Ne reviendrez-vous point de toutes ces façons ?
- ↑ Ce n’est pas des hommes qu’Alceste est ennemi, mais de la méchanceté des uns, et du support que cette méchanceté trouve dans les autres. S’il n’y avait ni fripons ni flatteurs, il aimerait tout le genre humain. Il n’y a pas un homme de bien qui ne soit misanthrope en ce sens…
(Jean-Jacques Rousseau.) - ↑ Timon Atheniensis dictus μισάνθρωπος interrogatus cur omnes homines odio prosequeretur : Malos, inquit, merito odi, cæteros ob id odi, quod malos non oderint. (Erasmi apophtegmata.) — La misanthropie était, à ce qu’il paraît, assez fréquente dans l’antiquité ; Platon en parle en ces termes, qui s’appliquent assez bien à Alceste : « La misanthropie, dit Platon, vient de ce qu’après s’être beaucoup trop fié, sans aucun examen, à quelqu’un, et l’avoir cru tout à fait sincère, honnête, et digne de confiance, on le trouve peu de temps après méchant et infidèle, et tout autre encore dans une autre occasion ; et lorsque cela est arrivé à quelqu’un plusieurs fois, et surtout relativement à ceux qu’il aurait crus ses plus intimes amis, après plusieurs mécomptes, il finit par prendre en haine tous les hommes, et ne plus croire qu’il y ait rien d’honnête dans aucun d’eux. »
- ↑ Variante : Mais ce flegme, monsieur, qui raisonne si bien
- ↑ Quelque tour qu’on donne à la chose, ou celui qui sollicite un juge l’exhorte à remplir son devoir, et alors il fait une insulte, ou il lui propose une acception de personnes, et alors il veut le séduire, puisque toute acception de personnes est un crime dans un juge, qui doit connaître l’affaire et non les parties, et ne voir que l’ordre et la loi ; or, je dis qu’engager un juge à faire une mauvaise action, c’est la faire soi-même, et qu’il vaut mieux perdre une cause juste, que de faire une mauvaise action. Cela est clair, net ; il n’y a rien à répondre.
(Jean-Jacques Rousseau.) - ↑ Variante : Vous avez pris chez lui ce qui charme vos yeux.
- ↑ Ce vers est devenu proverbe.
- ↑ Variante : Morbleu ! vil complaisant, vous louez des sottises ?
- ↑ On croit ce sonnet de Benserade.
- ↑ Rousseau reproche au Misanthrope de ne pas dire crûment du premier mot à Oronte que son sonnet ne vaut rien ; et il ne s’aperçoit pas que, chaque fois qu’Alceste répète : Je ne dis pas cela, il dit en effet tout ce qu’on peut dire de plus dur ; en sorte que, malgré ce qu’il croit devoir aux formes, il s’abandonne à son caractère dans le temps même où il croit en faire le sacrifice. Rien n’est plus naturel et plus comique que cette espèce d’illusion qui se fait, et Rousseau l’accuse de fausseté dans l’instant où il est le plus vrai ; car qu’y a-t-il de plus vrai que d’être soi-même en s’efforçant de ne pas l’être ?

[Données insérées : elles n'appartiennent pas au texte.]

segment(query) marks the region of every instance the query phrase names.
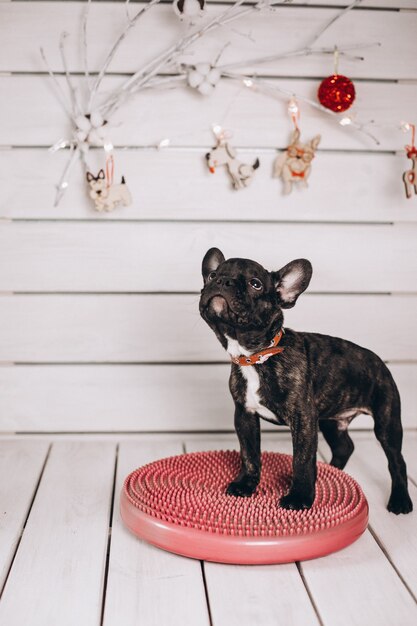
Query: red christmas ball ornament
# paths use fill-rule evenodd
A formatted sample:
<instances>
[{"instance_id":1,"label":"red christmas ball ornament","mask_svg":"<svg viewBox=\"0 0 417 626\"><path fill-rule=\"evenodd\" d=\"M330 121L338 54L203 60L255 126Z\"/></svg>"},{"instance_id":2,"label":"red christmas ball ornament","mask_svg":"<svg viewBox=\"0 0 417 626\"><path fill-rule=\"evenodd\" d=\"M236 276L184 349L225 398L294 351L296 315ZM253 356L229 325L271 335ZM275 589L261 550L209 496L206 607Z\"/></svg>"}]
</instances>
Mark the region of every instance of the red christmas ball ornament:
<instances>
[{"instance_id":1,"label":"red christmas ball ornament","mask_svg":"<svg viewBox=\"0 0 417 626\"><path fill-rule=\"evenodd\" d=\"M317 96L326 109L341 113L352 106L355 100L355 85L347 76L333 74L321 82Z\"/></svg>"}]
</instances>

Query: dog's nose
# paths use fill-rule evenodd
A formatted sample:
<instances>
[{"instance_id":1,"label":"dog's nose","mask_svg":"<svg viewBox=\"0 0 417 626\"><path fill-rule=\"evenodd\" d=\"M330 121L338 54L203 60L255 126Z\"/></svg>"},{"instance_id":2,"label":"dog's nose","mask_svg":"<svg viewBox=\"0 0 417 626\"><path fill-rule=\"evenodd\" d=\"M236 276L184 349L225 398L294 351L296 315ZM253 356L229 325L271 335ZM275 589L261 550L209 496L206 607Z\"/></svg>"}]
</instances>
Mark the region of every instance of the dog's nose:
<instances>
[{"instance_id":1,"label":"dog's nose","mask_svg":"<svg viewBox=\"0 0 417 626\"><path fill-rule=\"evenodd\" d=\"M101 194L101 189L97 189L96 194L99 196Z\"/></svg>"},{"instance_id":2,"label":"dog's nose","mask_svg":"<svg viewBox=\"0 0 417 626\"><path fill-rule=\"evenodd\" d=\"M216 280L216 283L218 285L223 285L223 287L233 287L233 280L231 278L228 278L227 276L224 276L223 278L218 278Z\"/></svg>"}]
</instances>

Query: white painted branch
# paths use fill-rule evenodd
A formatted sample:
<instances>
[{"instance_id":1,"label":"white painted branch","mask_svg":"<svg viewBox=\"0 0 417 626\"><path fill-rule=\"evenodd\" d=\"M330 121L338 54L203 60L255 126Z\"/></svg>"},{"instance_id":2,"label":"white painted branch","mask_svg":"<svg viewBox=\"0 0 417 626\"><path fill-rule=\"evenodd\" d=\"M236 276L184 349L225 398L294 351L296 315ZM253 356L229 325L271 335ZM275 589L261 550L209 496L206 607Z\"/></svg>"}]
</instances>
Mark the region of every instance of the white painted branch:
<instances>
[{"instance_id":1,"label":"white painted branch","mask_svg":"<svg viewBox=\"0 0 417 626\"><path fill-rule=\"evenodd\" d=\"M135 26L135 24L137 24L137 22L139 21L139 19L145 15L145 13L147 11L149 11L149 9L151 9L155 4L158 4L160 2L160 0L150 0L148 2L148 4L146 4L144 7L142 7L137 13L136 15L129 20L125 30L119 35L119 37L116 39L116 41L114 42L109 54L107 55L106 60L104 61L103 67L101 68L99 74L97 75L97 78L94 82L93 88L91 90L91 95L90 95L90 101L88 104L88 110L91 111L91 108L93 106L93 102L94 102L94 98L97 94L97 91L100 87L101 81L104 78L104 75L106 73L106 70L109 66L109 64L111 63L114 55L116 54L120 44L122 43L122 41L126 38L127 33L130 31L131 28L133 28L133 26Z\"/></svg>"},{"instance_id":2,"label":"white painted branch","mask_svg":"<svg viewBox=\"0 0 417 626\"><path fill-rule=\"evenodd\" d=\"M349 4L347 7L345 7L341 11L339 11L339 13L335 17L332 17L332 19L329 20L327 24L325 24L316 35L314 35L313 39L310 41L309 47L315 44L317 40L320 39L320 37L326 32L326 30L329 30L329 28L333 26L333 24L338 22L342 17L346 15L346 13L349 13L349 11L357 7L362 2L363 0L354 0L354 2Z\"/></svg>"},{"instance_id":3,"label":"white painted branch","mask_svg":"<svg viewBox=\"0 0 417 626\"><path fill-rule=\"evenodd\" d=\"M62 108L64 109L65 113L68 115L70 120L72 120L71 109L67 105L65 94L62 91L61 85L57 81L55 74L53 73L53 71L50 68L50 65L49 65L49 63L47 61L47 58L46 58L46 55L45 55L45 51L44 51L44 49L42 47L40 48L40 53L41 53L42 60L43 60L43 62L45 64L45 66L46 66L46 69L48 71L48 74L52 78L52 81L54 83L55 90L56 90L56 96L57 96L58 100L60 101L60 103L62 105Z\"/></svg>"},{"instance_id":4,"label":"white painted branch","mask_svg":"<svg viewBox=\"0 0 417 626\"><path fill-rule=\"evenodd\" d=\"M75 92L75 88L72 84L71 81L71 74L69 72L68 69L68 63L67 63L67 57L65 54L65 40L68 37L68 33L67 32L62 32L60 37L59 37L59 53L61 55L61 60L62 60L62 65L64 67L64 72L65 72L65 79L67 81L67 85L68 85L68 90L70 93L70 98L71 98L71 107L72 107L72 116L73 118L75 118L79 111L78 109L78 104L77 104L77 97L76 97L76 92Z\"/></svg>"}]
</instances>

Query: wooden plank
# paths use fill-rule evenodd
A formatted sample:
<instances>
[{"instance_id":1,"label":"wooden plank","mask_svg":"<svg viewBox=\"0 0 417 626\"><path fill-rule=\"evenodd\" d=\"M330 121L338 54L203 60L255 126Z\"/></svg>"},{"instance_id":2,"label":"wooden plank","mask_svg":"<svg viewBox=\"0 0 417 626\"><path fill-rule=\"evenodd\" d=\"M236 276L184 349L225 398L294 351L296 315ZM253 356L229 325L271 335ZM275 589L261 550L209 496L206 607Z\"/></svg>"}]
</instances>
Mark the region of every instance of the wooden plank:
<instances>
[{"instance_id":1,"label":"wooden plank","mask_svg":"<svg viewBox=\"0 0 417 626\"><path fill-rule=\"evenodd\" d=\"M0 217L54 220L249 220L309 222L415 222L417 211L407 200L402 174L404 154L355 154L321 151L314 161L308 192L282 196L281 181L272 178L276 151L246 150L248 162L260 156L262 167L242 193L229 185L227 174L212 176L204 150L125 150L116 154L116 179L123 174L133 204L97 214L84 185L81 163L74 166L59 207L55 185L68 158L46 149L0 151ZM90 167L103 165L101 151ZM346 171L351 184L346 183ZM163 180L163 186L155 184ZM192 181L192 184L190 184ZM383 185L380 184L384 181ZM337 202L335 202L337 198Z\"/></svg>"},{"instance_id":2,"label":"wooden plank","mask_svg":"<svg viewBox=\"0 0 417 626\"><path fill-rule=\"evenodd\" d=\"M118 2L122 2L123 0L116 0ZM168 0L169 1L169 0ZM211 2L212 0L208 0ZM213 0L214 2L221 2L222 4L230 4L230 0ZM255 3L255 2L254 2ZM251 4L249 2L248 4ZM291 5L292 6L316 6L317 0L294 0ZM347 7L351 4L349 0L320 0L320 6L331 6L331 7ZM416 4L414 0L362 0L360 3L361 8L373 8L373 9L414 9L416 8ZM353 9L357 10L357 9Z\"/></svg>"},{"instance_id":3,"label":"wooden plank","mask_svg":"<svg viewBox=\"0 0 417 626\"><path fill-rule=\"evenodd\" d=\"M140 7L131 7L130 14ZM207 16L213 17L224 10L222 6L209 6ZM58 34L65 29L70 38L67 43L70 71L84 70L81 28L85 10L82 2L31 2L6 3L1 6L2 28L0 38L4 54L0 71L45 71L37 46L44 46L54 71L62 72L58 50ZM291 52L307 44L316 32L340 12L339 8L280 7L270 11L255 11L233 23L229 28L219 28L210 36L187 49L181 60L185 62L216 59L226 42L221 64L242 59ZM112 2L92 3L88 29L88 57L90 71L101 68L111 42L126 25L123 5ZM364 61L343 58L343 73L354 77L413 78L417 47L414 32L417 14L398 11L351 11L324 33L318 47L333 47L337 41L344 45L380 43L360 50ZM109 66L111 72L135 72L171 46L184 33L184 25L173 14L170 5L154 7L139 21L123 42ZM352 40L352 33L354 39ZM394 33L394 36L393 36ZM243 36L242 36L243 35ZM246 35L246 36L245 36ZM250 36L248 36L250 35ZM277 36L278 35L278 36ZM286 58L262 64L261 73L289 76L325 76L331 73L329 58L325 55ZM250 66L249 66L249 69Z\"/></svg>"},{"instance_id":4,"label":"wooden plank","mask_svg":"<svg viewBox=\"0 0 417 626\"><path fill-rule=\"evenodd\" d=\"M0 361L227 361L195 295L1 297ZM415 296L304 296L286 326L342 336L381 358L413 360ZM387 341L389 329L389 341ZM166 334L169 334L169 341Z\"/></svg>"},{"instance_id":5,"label":"wooden plank","mask_svg":"<svg viewBox=\"0 0 417 626\"><path fill-rule=\"evenodd\" d=\"M308 258L312 291L414 292L416 236L415 224L9 222L0 224L0 291L198 291L215 245L270 270Z\"/></svg>"},{"instance_id":6,"label":"wooden plank","mask_svg":"<svg viewBox=\"0 0 417 626\"><path fill-rule=\"evenodd\" d=\"M8 431L233 429L230 366L0 367Z\"/></svg>"},{"instance_id":7,"label":"wooden plank","mask_svg":"<svg viewBox=\"0 0 417 626\"><path fill-rule=\"evenodd\" d=\"M65 90L65 78L59 77L58 82ZM270 79L268 83L286 93L316 98L317 80ZM109 77L103 81L103 93L120 85L120 77ZM70 123L48 76L2 76L0 89L8 94L0 100L2 145L49 146L71 137ZM398 125L401 119L413 119L415 99L415 84L363 81L358 84L356 106L361 120L377 120L376 128L370 124L369 129L377 135L379 145L308 105L303 137L321 133L320 147L326 150L403 150L406 139ZM161 91L158 98L148 91L115 113L111 140L115 146L155 146L168 137L172 146L204 146L205 150L213 145L214 122L233 130L236 148L285 148L291 132L287 109L288 96L283 95L280 102L236 81L222 81L209 98L184 88ZM187 111L187 115L179 111Z\"/></svg>"},{"instance_id":8,"label":"wooden plank","mask_svg":"<svg viewBox=\"0 0 417 626\"><path fill-rule=\"evenodd\" d=\"M341 552L304 561L302 571L325 626L415 624L415 602L369 531Z\"/></svg>"},{"instance_id":9,"label":"wooden plank","mask_svg":"<svg viewBox=\"0 0 417 626\"><path fill-rule=\"evenodd\" d=\"M186 440L187 452L219 449L238 449L237 437ZM204 563L204 570L214 624L319 624L295 563L250 567Z\"/></svg>"},{"instance_id":10,"label":"wooden plank","mask_svg":"<svg viewBox=\"0 0 417 626\"><path fill-rule=\"evenodd\" d=\"M47 441L0 441L0 590L20 540L48 447Z\"/></svg>"},{"instance_id":11,"label":"wooden plank","mask_svg":"<svg viewBox=\"0 0 417 626\"><path fill-rule=\"evenodd\" d=\"M181 452L182 446L174 442L120 445L104 626L209 625L200 562L138 539L123 526L119 512L120 491L128 473Z\"/></svg>"},{"instance_id":12,"label":"wooden plank","mask_svg":"<svg viewBox=\"0 0 417 626\"><path fill-rule=\"evenodd\" d=\"M0 622L99 624L115 445L57 442L2 600ZM76 599L76 601L75 601Z\"/></svg>"},{"instance_id":13,"label":"wooden plank","mask_svg":"<svg viewBox=\"0 0 417 626\"><path fill-rule=\"evenodd\" d=\"M405 439L407 439L406 434ZM346 470L363 488L369 502L369 524L384 551L417 597L417 517L415 513L394 515L386 510L391 491L387 459L375 437L356 437L355 451ZM324 448L324 446L323 446ZM329 458L328 448L324 448ZM405 455L405 453L404 453ZM415 453L410 456L415 456ZM408 455L405 455L407 462ZM417 487L409 483L411 499L417 505ZM417 617L417 611L410 614ZM363 623L363 622L362 622ZM379 623L375 621L374 623ZM411 621L408 622L411 624Z\"/></svg>"},{"instance_id":14,"label":"wooden plank","mask_svg":"<svg viewBox=\"0 0 417 626\"><path fill-rule=\"evenodd\" d=\"M416 428L417 364L389 367L401 394L403 426ZM233 430L229 372L226 363L4 366L0 423L15 432ZM372 424L358 418L350 428ZM263 429L276 427L265 422Z\"/></svg>"}]
</instances>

(La Harpe.) - ↑ Ce passage offre la critique d’une manie de faire de mauvais vers et de les publier. Ils croyaient, comme le dit de Visé, que leur naissance devait les excuser lorsqu’ils écrivaient mal ; et ils se consolaient en disant : Cela est écrit cavalièrement.
- ↑ On a beaucoup disputé sur le sens de cette expression. Les uns veulent que ce soit : bon à serrer, loin du jour, dans les tiroirs d’un cabinet (sorte de meuble alors à la mode) ; les autres prennent le mot dans un sens moins délicat, et qui s’est attaché à ce vers, devenu proverbe. Je crois que Molière a cherché l’équivoque. Et qu’on ne dise pas que la grossièreté du second sens est indigne d’Alceste ; Alceste est poussé à bout ; et lui, qui ne s’est pas refusé tout à l’heure une mauvaise pointe sur la chute du sonnet, ne paraît pas homme à refuser à sa colère un mot à la fois dur et comique, bien que d’un comique trivial. C’est justement cette trivialité qui fait rire, par le contraste avec le rang et les manières habituelles d’Alceste.

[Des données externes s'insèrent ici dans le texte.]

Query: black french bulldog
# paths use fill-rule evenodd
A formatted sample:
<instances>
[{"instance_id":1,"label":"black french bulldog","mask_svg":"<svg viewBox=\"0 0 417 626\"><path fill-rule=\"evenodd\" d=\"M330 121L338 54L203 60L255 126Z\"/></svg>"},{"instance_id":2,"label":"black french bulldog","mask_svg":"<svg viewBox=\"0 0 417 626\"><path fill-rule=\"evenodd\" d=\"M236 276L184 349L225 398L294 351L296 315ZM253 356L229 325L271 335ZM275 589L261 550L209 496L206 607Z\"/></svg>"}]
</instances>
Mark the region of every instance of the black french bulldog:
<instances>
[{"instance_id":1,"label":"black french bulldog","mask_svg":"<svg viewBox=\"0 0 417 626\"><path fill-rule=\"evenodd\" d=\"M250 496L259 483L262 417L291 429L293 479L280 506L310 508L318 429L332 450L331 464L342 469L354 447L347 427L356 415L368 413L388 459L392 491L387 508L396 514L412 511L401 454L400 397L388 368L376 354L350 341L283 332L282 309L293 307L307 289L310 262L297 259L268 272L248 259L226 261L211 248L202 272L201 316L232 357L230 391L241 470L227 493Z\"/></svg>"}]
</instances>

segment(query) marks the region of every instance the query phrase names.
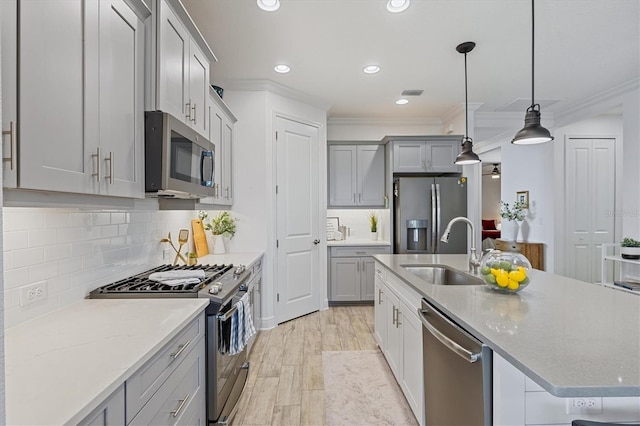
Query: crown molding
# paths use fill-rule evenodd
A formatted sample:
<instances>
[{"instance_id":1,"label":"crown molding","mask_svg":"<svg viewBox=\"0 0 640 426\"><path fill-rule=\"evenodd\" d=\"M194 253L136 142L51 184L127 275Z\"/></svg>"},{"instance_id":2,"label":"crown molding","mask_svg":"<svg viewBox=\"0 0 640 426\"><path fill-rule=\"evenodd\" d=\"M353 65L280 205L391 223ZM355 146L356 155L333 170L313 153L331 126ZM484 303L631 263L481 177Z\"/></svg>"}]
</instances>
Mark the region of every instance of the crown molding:
<instances>
[{"instance_id":1,"label":"crown molding","mask_svg":"<svg viewBox=\"0 0 640 426\"><path fill-rule=\"evenodd\" d=\"M622 97L640 88L640 78L634 78L593 96L573 102L555 113L558 127L606 112L622 103Z\"/></svg>"},{"instance_id":2,"label":"crown molding","mask_svg":"<svg viewBox=\"0 0 640 426\"><path fill-rule=\"evenodd\" d=\"M327 119L329 126L442 126L439 118L376 118L376 117L334 117Z\"/></svg>"},{"instance_id":3,"label":"crown molding","mask_svg":"<svg viewBox=\"0 0 640 426\"><path fill-rule=\"evenodd\" d=\"M308 95L272 80L227 79L224 80L222 84L224 85L225 90L269 92L303 102L324 111L328 111L332 106L330 102L327 102L324 99Z\"/></svg>"}]
</instances>

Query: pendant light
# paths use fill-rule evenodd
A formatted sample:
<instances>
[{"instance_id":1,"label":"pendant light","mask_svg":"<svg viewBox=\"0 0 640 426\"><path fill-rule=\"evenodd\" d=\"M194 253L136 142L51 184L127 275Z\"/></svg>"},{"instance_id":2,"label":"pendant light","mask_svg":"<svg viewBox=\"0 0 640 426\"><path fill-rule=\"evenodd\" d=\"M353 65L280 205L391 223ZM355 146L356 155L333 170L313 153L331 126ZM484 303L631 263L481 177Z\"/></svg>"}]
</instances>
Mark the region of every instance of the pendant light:
<instances>
[{"instance_id":1,"label":"pendant light","mask_svg":"<svg viewBox=\"0 0 640 426\"><path fill-rule=\"evenodd\" d=\"M534 40L535 40L535 14L531 0L531 106L527 108L524 116L524 127L513 138L511 143L516 145L533 145L553 140L551 133L540 125L540 105L536 104L533 97L534 88Z\"/></svg>"},{"instance_id":2,"label":"pendant light","mask_svg":"<svg viewBox=\"0 0 640 426\"><path fill-rule=\"evenodd\" d=\"M498 170L498 163L493 163L493 171L491 172L491 179L500 179L500 170Z\"/></svg>"},{"instance_id":3,"label":"pendant light","mask_svg":"<svg viewBox=\"0 0 640 426\"><path fill-rule=\"evenodd\" d=\"M472 41L460 43L456 50L464 54L464 125L465 132L462 138L462 152L456 157L454 164L476 164L480 162L480 157L473 152L473 140L469 137L469 103L467 101L467 53L471 52L476 44Z\"/></svg>"}]
</instances>

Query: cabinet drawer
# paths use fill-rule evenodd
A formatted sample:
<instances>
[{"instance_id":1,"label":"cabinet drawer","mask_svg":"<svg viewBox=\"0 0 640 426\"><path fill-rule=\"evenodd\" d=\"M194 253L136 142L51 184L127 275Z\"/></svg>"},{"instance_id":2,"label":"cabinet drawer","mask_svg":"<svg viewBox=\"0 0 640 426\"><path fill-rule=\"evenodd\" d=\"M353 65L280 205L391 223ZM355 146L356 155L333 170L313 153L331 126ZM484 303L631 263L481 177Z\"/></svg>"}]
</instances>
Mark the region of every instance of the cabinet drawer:
<instances>
[{"instance_id":1,"label":"cabinet drawer","mask_svg":"<svg viewBox=\"0 0 640 426\"><path fill-rule=\"evenodd\" d=\"M374 254L391 253L390 246L372 247L331 247L331 257L373 256Z\"/></svg>"},{"instance_id":2,"label":"cabinet drawer","mask_svg":"<svg viewBox=\"0 0 640 426\"><path fill-rule=\"evenodd\" d=\"M204 313L187 325L149 362L127 380L127 420L149 401L199 340L204 340Z\"/></svg>"},{"instance_id":3,"label":"cabinet drawer","mask_svg":"<svg viewBox=\"0 0 640 426\"><path fill-rule=\"evenodd\" d=\"M130 424L185 424L194 408L204 407L204 368L204 339L200 339Z\"/></svg>"}]
</instances>

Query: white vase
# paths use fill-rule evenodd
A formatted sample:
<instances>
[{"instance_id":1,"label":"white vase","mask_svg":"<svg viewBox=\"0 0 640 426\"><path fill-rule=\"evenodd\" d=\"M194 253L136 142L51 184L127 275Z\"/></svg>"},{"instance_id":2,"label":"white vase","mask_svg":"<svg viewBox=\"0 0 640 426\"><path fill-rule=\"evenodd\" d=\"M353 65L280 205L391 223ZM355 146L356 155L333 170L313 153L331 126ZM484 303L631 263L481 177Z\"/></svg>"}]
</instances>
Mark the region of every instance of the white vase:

(F. Génin.) - ↑ Variante : Je me passerai bien que vous les approuviez.
- ↑ Prononcer prenez l’un peu moins haut.
- ↑ Nous remarquerons, à propos de cette scène, que Molière est le premier de nos écrivains dramatiques qui ait transporté sur le théâtre la critique littéraire. Il continue ici la tâche qu’il a entreprise dans les Précieuses et les Femmes Savantes.